Perception Benchmarks. In Tab. 1, we compare our MG-LLaVA with previous leading approaches across several settings on Multi-Modal benchmarks, which mainly concentrate on perception capability, including MMBench-Dev and MMBench-Test [19], SEEDBench-Image [20], and MMStar [71]. MMBench is dedicated to advancing the understanding of multi-modal perception and cognition, and SEEDBench provides a comprehensive and objective evaluation of MLLM. MMStar further ensures each selected sample exhibits visual dependency. MG-LLaVA exhibits a significantly enhanced perceptual capability compared to a wide range of MLLMs. Our MG-LLaVA equipped with phi3-3.8B [26] show superior performance than MiniCPM V2 [70] of +3.8% on both MMBench Dev and Test, and +3.1% on SEEDBench. Utilizing Vicuna-7B [22], MG-LLaVA outperforms all models with vicuna-7B and even 13B on MMBench and SEEDBench, surpassing LLaVA-1.5-7B by an average of 5.1% across four benchmarks. Moreover, with Yi1.5-34B [28], MG-LLaVA consistently outperforms GPT-4V on MMBench and SEEDBench. Concurrently, it maintains equivalent efficacy to GPT-4V on MMStar. Incorporating multi-granularity visual inputs, MG-LLaVA develops its capability of capturing details within the image. More cases are exhibited in Appx. B.

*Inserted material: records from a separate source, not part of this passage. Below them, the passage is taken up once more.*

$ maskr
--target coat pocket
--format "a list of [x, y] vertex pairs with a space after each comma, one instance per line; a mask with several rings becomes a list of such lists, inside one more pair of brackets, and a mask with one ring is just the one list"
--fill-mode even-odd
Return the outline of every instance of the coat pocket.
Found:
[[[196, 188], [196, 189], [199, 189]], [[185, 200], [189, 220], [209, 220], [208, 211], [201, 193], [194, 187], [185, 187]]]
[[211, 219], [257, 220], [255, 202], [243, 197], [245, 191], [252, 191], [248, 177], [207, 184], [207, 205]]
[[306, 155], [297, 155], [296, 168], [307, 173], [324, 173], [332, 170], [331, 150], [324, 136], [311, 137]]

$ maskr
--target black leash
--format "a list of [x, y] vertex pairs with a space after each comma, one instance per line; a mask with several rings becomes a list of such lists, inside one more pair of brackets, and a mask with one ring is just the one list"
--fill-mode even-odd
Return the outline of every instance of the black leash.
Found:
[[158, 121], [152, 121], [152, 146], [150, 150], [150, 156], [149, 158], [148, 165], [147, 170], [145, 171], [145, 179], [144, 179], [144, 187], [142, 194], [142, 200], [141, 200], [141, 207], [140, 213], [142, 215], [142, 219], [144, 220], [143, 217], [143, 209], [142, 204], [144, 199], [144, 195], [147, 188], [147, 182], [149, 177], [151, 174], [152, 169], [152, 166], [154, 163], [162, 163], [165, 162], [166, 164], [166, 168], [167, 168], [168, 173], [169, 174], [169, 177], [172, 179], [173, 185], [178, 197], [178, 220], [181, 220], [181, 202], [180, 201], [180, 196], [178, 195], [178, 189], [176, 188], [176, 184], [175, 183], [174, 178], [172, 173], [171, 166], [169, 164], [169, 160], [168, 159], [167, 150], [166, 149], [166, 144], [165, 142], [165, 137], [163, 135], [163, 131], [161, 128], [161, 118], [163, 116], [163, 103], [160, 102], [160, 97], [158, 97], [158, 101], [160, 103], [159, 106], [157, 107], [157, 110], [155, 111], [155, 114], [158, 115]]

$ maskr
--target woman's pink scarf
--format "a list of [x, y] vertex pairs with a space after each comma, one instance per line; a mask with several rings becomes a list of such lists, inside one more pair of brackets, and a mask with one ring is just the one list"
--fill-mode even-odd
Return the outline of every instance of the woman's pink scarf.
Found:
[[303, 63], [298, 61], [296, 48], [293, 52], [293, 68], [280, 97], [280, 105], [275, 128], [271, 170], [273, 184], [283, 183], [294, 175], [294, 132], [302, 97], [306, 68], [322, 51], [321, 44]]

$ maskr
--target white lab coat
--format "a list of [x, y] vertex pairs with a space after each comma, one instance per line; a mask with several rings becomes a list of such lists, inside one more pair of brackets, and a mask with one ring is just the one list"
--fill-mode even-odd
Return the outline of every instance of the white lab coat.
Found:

Visual Question Answering Benchmarks. In this section, we analyze MLLM’s capability of visual conversation. The benchmarks can be divided into two groups: (1)Benchmarks require understanding the text within images to provide answers, including TextVQA(VQAT[72] and DocVQA [73]. We report the accuracy of both validation sets. (2)General visual question answering benchmarks such as VQA-V2 [74], ScienceQA-Image(SQAI[75], AI2D [66]. The evaluation results on VQA benchmarks are shown in Tab. 2. MG-LLaVA also demonstrates considerable proficiency on VQA benchmarks. When equipped with Vicuna-7B and 7.4B parameters, MG-LLaVA surpasses both SPHINX-1k [12], which has 10B parameters, and Mini-Gemini with 7.4B parameters on these benchmarks. Operating under identical parameter conditions, MG-LLaVA, with low-resolution input of 336 and high-resolution of 768, outperforms LLaVA-UHD [7], which incorporates an input resolution of 672×1008 on VQAT, SQAI and AI2D. MG-LLaVA exhibits its potential for expansion when integrated with larger LLM. With Yi1.5-34B [28], MG-LLaVA surpasses the majority of established baselines across a wide array of VQA benchmarks.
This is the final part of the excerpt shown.